The mode of diagnosis of autism would explain the increase in the number of autists referenced in the United States. This number went from one in 5000 in 1975 to one in 150 in 2002 and one in 68 in 2012.
Researchers at Penn State University (USA) analyzed data from children registered in special education programs for eleven years, an average of 6.2 million children per year. They found that the increase in the number of autistic people recorded in the United States was due to a reclassification of a certain category of children as autistic when they were previously diagnosed with developmental disorders.
Autism is a neurological disorder that is characterized by impairments in social communication and a preference for repetitive activities. Although a strong genetic basis seems to underlie this disorder, its causes remain unknown. Autistic disorders are very complex with many degrees of severity and can coexist with other neurological and developmental problems.

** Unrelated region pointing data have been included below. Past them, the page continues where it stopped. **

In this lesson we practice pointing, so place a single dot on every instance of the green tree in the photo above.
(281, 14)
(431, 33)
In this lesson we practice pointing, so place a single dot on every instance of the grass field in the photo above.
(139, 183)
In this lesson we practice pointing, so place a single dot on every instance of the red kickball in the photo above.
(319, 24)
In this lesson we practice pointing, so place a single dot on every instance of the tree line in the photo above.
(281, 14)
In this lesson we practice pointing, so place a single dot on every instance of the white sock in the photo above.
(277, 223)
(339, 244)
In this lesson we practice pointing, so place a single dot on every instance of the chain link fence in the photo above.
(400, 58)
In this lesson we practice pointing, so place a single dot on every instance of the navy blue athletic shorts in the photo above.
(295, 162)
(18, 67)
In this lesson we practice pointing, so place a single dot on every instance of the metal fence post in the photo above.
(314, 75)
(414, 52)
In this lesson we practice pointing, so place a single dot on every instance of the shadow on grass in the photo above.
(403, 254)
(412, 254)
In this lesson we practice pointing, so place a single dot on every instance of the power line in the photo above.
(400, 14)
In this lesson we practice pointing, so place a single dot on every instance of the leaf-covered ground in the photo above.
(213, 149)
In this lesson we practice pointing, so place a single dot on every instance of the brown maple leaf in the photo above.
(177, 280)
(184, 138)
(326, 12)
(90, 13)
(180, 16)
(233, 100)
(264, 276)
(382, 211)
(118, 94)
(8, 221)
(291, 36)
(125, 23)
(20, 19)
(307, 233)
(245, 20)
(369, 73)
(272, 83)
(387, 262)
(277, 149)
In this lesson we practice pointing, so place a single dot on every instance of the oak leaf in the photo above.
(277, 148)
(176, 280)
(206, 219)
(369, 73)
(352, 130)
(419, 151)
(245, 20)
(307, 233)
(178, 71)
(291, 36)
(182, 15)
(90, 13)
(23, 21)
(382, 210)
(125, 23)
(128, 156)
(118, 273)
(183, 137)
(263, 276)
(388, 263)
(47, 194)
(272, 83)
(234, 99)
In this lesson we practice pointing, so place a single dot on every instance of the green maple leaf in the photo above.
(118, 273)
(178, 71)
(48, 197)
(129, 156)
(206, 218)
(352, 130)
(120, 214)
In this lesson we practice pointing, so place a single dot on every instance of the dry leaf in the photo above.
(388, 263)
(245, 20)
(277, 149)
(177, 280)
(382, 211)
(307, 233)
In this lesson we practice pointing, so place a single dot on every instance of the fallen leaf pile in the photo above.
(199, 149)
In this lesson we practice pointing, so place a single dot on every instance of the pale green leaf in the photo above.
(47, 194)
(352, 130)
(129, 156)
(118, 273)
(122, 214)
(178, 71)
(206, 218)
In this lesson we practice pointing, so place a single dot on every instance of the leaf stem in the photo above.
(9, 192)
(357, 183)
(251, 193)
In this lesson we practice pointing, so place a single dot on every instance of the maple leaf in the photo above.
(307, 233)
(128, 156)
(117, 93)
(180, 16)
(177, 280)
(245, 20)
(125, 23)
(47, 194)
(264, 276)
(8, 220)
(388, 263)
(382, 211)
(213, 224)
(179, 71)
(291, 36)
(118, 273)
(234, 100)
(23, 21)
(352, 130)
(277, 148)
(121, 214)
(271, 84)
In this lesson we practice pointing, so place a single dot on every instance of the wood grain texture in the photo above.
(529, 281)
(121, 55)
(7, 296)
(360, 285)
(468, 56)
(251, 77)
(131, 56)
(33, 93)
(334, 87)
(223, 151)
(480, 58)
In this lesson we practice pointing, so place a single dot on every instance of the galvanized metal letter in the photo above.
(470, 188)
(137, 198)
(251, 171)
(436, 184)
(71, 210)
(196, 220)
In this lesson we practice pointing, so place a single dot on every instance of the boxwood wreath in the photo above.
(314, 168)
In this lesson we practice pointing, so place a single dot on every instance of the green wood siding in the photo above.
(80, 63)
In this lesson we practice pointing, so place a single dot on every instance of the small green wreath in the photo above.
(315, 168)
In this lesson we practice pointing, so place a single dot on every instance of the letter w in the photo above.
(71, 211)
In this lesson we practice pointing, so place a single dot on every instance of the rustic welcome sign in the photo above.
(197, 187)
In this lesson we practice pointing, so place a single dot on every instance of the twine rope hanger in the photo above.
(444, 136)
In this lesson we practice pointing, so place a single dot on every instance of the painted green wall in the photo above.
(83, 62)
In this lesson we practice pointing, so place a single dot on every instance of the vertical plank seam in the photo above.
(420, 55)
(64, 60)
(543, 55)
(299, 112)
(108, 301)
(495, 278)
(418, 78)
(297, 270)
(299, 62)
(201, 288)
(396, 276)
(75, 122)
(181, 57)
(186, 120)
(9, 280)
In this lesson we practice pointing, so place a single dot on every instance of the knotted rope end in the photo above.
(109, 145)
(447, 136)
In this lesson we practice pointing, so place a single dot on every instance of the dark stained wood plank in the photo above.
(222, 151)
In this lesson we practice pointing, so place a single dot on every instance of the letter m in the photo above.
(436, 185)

The findings of this study reveal that for eight-year-olds, about 59% of the increase in autism cases corresponds to a reclassification of the diagnosis. At age 15, reclassification accounts for 97% of the increase in autism cases, the researchers determined.
“This new research provides the first direct evidence that this increase could be attributed to a reclassification of the diagnosis of neurological disorders in most children rather than an actual explosion in new cases of autism,” says Santhosh Girirajan, assistant professor of molecular biology at Penn University, lead author of this study.
The National Institute of Health and Medical Research (Inserm) estimates that 100,000 young people under the age of 20 suffer from pervasive developmental disorder (PDD) in France and that infantile autism affects approximately 30,000 of them. between them.